I have implemented a custom mean average error (MAE) loss in lightgbm. The gradient is nonzero, but the loss stays constant. How could that be?

My implementation:

def abs_obj(preds, dtrain):
    y_true = dtrain.get_label()
    a = preds - y_true
    grad = np.sign(a)
    hess = np.zeros(len(a))
    return grad, hess

def abs_eval(preds, dtrain):
    y_true = dtrain.get_label()
    loss = np.abs(preds - y_true).sum()
    return "error", loss, False

A minimal reproducible example: the loss stays constant.

dtrain = pd.DataFrame({'x':np.random.rand(100),
                      'y':np.random.rand(100)})
ytrain = dtrain.x + 2 * dtrain.y
dval = dtrain
yval = ytrain
lgb_train = lgb.Dataset(dtrain, ytrain)
lgb_valid = lgb.Dataset(dval, yval)
params = {'objective':None,
         'learning_rate':30,
         'num_leaves':33}
clf = lgb.train(params,
               lgb_train,
               valid_sets=[lgb_valid],
               num_boost_round=10,
               verbose_eval=1,
               fobj=abs_obj,
               feval=abs_eval)

Solution

  • For a custom loss in lightgbm, you need a twice differentiable function with a positive second derivative.

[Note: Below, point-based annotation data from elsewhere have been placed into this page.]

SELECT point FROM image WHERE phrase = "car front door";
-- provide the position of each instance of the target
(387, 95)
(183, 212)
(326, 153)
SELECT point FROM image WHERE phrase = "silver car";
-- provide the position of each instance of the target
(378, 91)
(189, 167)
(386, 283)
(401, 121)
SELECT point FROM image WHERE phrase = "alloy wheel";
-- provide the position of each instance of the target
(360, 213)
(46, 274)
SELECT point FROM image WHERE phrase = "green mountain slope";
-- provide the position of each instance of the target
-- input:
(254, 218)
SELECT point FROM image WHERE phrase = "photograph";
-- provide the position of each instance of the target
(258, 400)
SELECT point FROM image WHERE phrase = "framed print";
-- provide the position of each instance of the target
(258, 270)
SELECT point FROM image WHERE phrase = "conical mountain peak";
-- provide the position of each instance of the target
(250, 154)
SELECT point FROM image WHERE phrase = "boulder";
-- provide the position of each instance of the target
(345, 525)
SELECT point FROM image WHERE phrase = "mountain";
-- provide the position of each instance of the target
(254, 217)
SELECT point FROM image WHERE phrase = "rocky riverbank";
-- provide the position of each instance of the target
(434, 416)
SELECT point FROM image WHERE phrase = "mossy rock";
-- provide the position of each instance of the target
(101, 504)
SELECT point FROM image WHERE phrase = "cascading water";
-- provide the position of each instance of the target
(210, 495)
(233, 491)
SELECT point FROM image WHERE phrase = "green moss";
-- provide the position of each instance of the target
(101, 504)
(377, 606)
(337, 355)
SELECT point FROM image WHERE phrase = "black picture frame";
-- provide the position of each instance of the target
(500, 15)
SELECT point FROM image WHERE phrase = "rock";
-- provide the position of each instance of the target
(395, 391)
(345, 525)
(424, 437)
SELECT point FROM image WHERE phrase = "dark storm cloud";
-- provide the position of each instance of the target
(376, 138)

    To speed up their algorithm, lightgbm uses Newton's approximation to find the optimal leaf value:

    y = - L' / L''

    (See this blogpost for details).

    When the second derivative is zero or the function is not twice differentiable, this approximation is very wrong. Lightgbm has built-in objective functions which do not fit this criterion, such as MAE. For these functions they have different, special implementations.